No matter your skill level, there’s one question you can start asking in order to think like a great designer:
“How should it work?”
Yep, it’s that simple.
Not “How should it work?” But “How should it work?”
Ignore what everyone else is doing. Ignore what the engineers say is possible or easy to build. Start with a blank slate and then think through the ideal experience.
A real-life example
If you’re a blogger building out a sales funnel in your email software, how should you edit that form?
When adding visual automations to ConvertKit we thought hard about this. But instead of getting caught up in what would be quick or easy to build, we simply asked, how should it work?
Well, I should click on a form, make the change, and jump back. All in a few seconds.

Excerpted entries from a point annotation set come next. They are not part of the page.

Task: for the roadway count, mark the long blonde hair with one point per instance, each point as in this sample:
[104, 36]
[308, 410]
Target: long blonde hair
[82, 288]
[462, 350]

To edit an email it should be the same. One click, loading the email in under a second, keeping the context of my automation on the side, and then jump back just as fast. Seamless.
This solution is so obvious… after it seeing it done. But it’s clearly not obvious since Active Campaign, Infusionsoft, Drip, and every other visual marketing automation tool has a clunky, many-step process for making a simple change to an email.
When Dylan (our UI designer at ConvertKit) and I first came up with this we didn’t know if it was possible—or at leas too difficult to build to be worth it. But instead of scrapping the idea we pushed for it. We trusted that our engineering team could deliver something difficult–something that no other company had done before. And they delivered. This interface launched to our first beta customers today.
A month ago I demoed this interface on stage at Craft + Commerce and the crowd actually gasped when I clicked on a a sequence and it animated to edit an email inline. It turns out speed and an intuitive experience are always in style.
You have the tools
You don’t need to know Photoshop, Sketch, or code to think in this way. Instead start with a blank slate in your head and ask yourself, “What’s the ideal experience?” Then grab a pen and paper and start sketching it out.
Don’t get caught up in the implementation details. Aim for perfection. The fewest number of steps.
Then once that is nailed down, turn to building it. How can you make it happen? You’ll hear things like, “we can’t build that”, “it won’t work”, “that’s too expensive”, and “if we do it this way we can ship faster.”
All valid thoughts, but they’re also harmful to the user experience. Push for your original vision and keep iterating until you can get there.
Once you create this kind of experience it will be obvious to everyone else. But that only happens once someone does it first.
Simply ask, “In a perfect world how should it work?” and you’ll level up your design abilities immediately.
Interested in playing with the new ConvertKit yourself? Sign up for the beta of our new automations.
8 Responses to “The one question great designers ask”
Great example and reminder! It is easy to get stuck in the mindset of “this is how everyone else is doing it”.
You are so right. Your implementation of automations is brilliant. It just makes sense. I have this sneaking suspicion that others might follow suit. Now ConvertKit is the “way it is done”.
Great to see you talking about design again!
Yeah, it really is probably one of the first questions to ask. Still, many others will follow “Can I do it?” ; “Is this really going to work?”
It’s often an insight that (particularly less experienced or ‘savvy’) clients can bring – making suggestions for how things should work, without the context or baggage that designers / developers can accidentally be weighed down by.
This is a great reset to get focused on what’s truly important. It’s easy to get wrapped up in a lot of other aspects of the design process. Thanks!
Great job on the improved email editing flow.
This is really true. As a developer first and a designer second, I constantly find myself questioning my designs because I actually do know how difficult it would be to build. But how hard it is to implement shouldn’t even be a question worth considering, because if you truly believe in giving the user the best experience, then the effort will be worth it. Cutting corners will cause visible frustration to the users, even if they cannot pinpoint exactly why.
Great article, Nathan! This is a prime example of using design thinking (which is all about people) to solve business problems.
I’ve written a lot more on this topic on my company’s blog, would love for you to check it out if you’re interested: http://45royale.com/blog/design-thinking-lean-startup-methodology/
Love the blog, keep up the fantastic work!
Loved it. It’s always good to have the context on why should it work before how should it work. A lot of designers out there build ideal experience without having clarity on the need — diverting the tech team’s resources from potentially crucial things.
I read this article just the right time – about to start design software however will sI t down with pen & paper first & ask myself ; how should it work?